One of my mother's students, Susie, grew up not far away from our home in the Castro, then known as Eureka Valley. I remember a visit to Susie's house and meeting her parents, and having delicious coffee cake, something I'd never eaten before. Delicious crumbly brown sugar and butter topping! I was probably 7 years old at the time, at the most. My sisters were not along for this visit, so it felt special. I have a memory of wearing a yellow dress that day, but who knows really. It's possible.
Besides the coffee cake, and the tether ball set-up outside, what I really remember about that sunny afternoon is the playhouse that Susie's father had made her. Of course Susie, then a high school student, was too old for it, too big for it, but oh, how neatly I fit.
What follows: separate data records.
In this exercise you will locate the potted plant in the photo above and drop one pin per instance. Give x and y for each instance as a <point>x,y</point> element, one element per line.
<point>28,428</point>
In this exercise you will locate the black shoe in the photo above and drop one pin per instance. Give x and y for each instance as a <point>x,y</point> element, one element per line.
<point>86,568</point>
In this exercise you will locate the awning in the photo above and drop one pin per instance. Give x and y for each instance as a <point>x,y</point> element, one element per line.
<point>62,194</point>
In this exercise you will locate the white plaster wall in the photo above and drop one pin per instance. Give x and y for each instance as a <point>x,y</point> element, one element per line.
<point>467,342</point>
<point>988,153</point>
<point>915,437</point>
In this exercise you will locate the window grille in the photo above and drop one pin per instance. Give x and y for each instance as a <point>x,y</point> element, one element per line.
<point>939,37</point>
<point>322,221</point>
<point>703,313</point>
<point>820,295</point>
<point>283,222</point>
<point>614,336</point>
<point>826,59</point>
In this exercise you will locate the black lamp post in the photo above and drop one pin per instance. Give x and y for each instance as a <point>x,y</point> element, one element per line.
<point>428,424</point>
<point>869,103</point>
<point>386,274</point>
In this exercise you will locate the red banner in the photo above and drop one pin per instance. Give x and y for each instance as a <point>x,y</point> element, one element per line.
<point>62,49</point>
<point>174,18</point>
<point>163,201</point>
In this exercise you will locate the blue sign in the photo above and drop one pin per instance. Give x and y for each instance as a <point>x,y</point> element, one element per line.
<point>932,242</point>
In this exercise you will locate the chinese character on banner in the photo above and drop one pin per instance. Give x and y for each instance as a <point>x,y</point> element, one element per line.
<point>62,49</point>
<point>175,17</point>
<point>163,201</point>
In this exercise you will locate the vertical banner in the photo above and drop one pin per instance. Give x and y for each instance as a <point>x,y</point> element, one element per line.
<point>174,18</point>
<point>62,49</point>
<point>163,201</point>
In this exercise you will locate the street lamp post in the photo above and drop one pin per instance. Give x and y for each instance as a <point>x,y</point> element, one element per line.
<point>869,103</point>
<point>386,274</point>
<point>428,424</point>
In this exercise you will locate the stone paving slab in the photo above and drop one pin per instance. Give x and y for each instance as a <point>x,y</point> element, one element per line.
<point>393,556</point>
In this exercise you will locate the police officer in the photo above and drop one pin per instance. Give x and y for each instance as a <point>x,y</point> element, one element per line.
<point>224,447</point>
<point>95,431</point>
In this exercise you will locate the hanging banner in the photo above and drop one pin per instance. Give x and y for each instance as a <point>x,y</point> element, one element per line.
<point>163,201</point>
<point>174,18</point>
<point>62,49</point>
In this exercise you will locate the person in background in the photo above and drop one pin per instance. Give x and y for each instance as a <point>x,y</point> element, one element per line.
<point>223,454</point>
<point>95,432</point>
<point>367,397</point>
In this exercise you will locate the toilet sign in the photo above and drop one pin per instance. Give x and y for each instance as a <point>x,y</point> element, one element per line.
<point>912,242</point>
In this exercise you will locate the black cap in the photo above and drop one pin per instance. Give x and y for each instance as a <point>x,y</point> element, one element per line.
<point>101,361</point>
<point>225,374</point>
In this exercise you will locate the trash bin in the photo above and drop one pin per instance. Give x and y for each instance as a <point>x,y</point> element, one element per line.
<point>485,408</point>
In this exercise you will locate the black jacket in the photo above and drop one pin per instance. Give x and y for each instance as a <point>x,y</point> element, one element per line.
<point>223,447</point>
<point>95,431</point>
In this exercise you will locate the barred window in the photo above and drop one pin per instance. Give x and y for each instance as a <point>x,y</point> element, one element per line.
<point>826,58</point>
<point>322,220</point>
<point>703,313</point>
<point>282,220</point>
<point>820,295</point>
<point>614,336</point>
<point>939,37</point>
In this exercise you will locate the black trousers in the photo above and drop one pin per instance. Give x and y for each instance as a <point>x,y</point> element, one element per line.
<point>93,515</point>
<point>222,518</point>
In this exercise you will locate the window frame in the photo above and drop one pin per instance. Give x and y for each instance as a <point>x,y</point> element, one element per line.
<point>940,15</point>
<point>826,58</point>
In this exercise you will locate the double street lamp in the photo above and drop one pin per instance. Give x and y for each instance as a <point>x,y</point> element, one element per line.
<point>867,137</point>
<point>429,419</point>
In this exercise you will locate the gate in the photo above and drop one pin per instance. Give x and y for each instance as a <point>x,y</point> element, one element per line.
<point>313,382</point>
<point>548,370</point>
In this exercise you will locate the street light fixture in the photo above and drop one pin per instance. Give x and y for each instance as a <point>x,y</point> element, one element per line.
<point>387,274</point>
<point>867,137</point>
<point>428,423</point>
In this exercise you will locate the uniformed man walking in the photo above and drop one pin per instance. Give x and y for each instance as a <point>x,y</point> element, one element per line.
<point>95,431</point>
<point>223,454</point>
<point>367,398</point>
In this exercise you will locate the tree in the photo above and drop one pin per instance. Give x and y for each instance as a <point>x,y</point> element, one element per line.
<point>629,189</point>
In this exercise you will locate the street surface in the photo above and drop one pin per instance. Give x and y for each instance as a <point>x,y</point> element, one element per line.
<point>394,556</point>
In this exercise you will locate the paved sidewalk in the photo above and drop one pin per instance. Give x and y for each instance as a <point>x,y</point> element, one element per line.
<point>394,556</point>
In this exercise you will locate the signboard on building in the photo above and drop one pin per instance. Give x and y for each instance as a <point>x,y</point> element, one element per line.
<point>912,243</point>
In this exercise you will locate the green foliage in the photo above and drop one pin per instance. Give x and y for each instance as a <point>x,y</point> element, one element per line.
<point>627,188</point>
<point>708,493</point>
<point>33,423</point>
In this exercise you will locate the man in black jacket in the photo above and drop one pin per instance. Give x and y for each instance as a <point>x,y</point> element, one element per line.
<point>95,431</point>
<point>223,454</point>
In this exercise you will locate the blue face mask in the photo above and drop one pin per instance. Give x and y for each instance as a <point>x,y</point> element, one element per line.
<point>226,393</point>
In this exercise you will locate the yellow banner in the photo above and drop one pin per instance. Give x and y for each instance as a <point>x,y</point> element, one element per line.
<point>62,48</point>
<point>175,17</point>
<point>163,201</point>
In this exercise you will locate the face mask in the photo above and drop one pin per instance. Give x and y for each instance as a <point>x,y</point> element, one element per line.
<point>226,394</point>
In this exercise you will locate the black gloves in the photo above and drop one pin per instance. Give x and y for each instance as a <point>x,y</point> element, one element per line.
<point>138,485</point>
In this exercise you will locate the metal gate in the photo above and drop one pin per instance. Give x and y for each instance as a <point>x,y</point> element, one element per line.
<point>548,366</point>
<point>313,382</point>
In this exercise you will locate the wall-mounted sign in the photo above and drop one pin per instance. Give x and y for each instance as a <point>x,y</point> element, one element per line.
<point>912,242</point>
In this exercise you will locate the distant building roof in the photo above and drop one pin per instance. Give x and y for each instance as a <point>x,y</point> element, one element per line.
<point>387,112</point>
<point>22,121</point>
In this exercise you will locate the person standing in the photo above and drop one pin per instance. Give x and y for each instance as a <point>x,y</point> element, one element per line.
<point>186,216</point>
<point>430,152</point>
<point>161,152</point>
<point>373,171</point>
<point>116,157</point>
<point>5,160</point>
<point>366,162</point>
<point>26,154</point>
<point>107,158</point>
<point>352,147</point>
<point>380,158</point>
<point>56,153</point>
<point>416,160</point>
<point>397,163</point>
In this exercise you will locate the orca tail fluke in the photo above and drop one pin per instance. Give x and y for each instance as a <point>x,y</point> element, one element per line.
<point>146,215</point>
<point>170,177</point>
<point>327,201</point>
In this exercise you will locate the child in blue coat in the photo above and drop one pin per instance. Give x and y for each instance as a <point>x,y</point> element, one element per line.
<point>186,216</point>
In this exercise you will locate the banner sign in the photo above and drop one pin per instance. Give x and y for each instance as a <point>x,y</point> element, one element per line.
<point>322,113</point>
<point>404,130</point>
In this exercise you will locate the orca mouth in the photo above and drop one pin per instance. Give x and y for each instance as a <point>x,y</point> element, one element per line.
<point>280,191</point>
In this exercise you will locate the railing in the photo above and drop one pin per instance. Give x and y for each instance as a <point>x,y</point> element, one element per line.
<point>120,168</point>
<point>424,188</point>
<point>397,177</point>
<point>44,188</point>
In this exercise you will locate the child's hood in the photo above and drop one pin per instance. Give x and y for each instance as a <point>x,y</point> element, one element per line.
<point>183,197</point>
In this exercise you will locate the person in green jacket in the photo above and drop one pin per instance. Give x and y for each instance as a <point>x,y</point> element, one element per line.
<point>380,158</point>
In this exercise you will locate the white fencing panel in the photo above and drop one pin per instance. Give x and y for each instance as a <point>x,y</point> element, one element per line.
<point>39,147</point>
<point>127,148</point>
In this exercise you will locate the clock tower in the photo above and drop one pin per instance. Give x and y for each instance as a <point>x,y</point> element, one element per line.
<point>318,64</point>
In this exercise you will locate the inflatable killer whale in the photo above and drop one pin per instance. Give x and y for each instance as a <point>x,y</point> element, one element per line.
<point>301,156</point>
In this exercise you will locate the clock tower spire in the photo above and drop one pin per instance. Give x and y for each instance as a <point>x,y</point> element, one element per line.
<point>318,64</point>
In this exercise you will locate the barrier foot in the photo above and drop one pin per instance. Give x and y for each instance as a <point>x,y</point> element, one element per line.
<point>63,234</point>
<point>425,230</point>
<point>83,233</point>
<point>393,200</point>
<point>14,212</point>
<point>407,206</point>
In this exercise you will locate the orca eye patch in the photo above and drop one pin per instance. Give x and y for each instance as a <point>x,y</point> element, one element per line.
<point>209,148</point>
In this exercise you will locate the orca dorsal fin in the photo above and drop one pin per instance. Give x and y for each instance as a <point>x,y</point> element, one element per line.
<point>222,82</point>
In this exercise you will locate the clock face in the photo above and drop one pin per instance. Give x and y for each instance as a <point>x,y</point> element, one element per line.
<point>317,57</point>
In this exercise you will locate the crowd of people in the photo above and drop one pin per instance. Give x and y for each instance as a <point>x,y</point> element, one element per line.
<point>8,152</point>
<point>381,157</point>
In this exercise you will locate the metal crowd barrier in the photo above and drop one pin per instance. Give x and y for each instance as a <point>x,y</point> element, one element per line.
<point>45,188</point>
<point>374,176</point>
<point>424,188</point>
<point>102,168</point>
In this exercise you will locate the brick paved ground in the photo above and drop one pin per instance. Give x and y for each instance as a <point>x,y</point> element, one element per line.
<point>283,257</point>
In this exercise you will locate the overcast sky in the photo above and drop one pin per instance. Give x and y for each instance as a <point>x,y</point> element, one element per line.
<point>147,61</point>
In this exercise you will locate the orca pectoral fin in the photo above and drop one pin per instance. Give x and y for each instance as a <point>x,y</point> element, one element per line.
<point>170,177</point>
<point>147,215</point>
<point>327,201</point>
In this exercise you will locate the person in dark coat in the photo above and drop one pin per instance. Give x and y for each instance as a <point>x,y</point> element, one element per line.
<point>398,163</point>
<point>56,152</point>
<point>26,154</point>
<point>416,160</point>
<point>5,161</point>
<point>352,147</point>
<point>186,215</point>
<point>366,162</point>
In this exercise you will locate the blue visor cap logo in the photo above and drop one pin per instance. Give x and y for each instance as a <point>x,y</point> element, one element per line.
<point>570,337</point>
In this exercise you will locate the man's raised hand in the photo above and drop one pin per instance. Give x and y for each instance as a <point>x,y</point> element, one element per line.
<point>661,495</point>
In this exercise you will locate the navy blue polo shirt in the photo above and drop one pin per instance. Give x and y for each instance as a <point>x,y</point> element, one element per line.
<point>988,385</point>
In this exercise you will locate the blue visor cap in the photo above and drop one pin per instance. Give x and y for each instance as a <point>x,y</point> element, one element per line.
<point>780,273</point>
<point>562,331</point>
It was a tiny cottage with a split door and two little flower-filled window-boxes under two tiny windows. From my seat at the tiny table inside, I could gaze out over the closed bottom-half of the door and see the tippy-top of the tether-ball pole and the sky, the grown-up voices so far away. Little shelves ran along one wall, covered with play dishes and tiny house-things. I was utterly enchanted. At last, here was my long-sought paradise: my own place on my own scale, a retreat in which I was in charge, no bossy big people allowed.
Except that it was in someone else's backyard.
I dreamed of that little house for years, wished and wished that my crafty father would make me one. With his skills, he could have made me one out of painted cardboard and some empty tea-tins and it would have stood the test of time. But I never got one. As my parents knew, I didn't need one, really. We had all of the open space of our neighborhood, all of the hiding places offered by the row of tall Victorians across the street, all of the privacy afforded by being wild in the street.
And yet, when I read Playhouses: Child's Play, Grown-Up Cash in this week's NY Times, it all came flooding back: the longing, the enchantment. Take a moment and click through to view the slideshow. Amazing! And while I do think $248,000 is an absurd amount of money for a playhouse, wow, that playhouse is something else! It would be amazing to be a kid with access to it, to get to walk across those suspended bridges into a private little housey all your own. And then use the zip-line to the nearby castle. It would be like having Disneyland or Mr. Roger's Neighborhood in your own backyard. So Swiss Family Robinson!!
Yes, children can be perfectly fine with a cardboard box to play in, to make into their little playhouse. And of course it's entirely unnecessary to have your own private Disneyland in your own private yard. But sometimes I still dream of that little cottage, the set-aside of a space that would be just mine, just the right size, small and cute, charming little window-boxes, split door and all.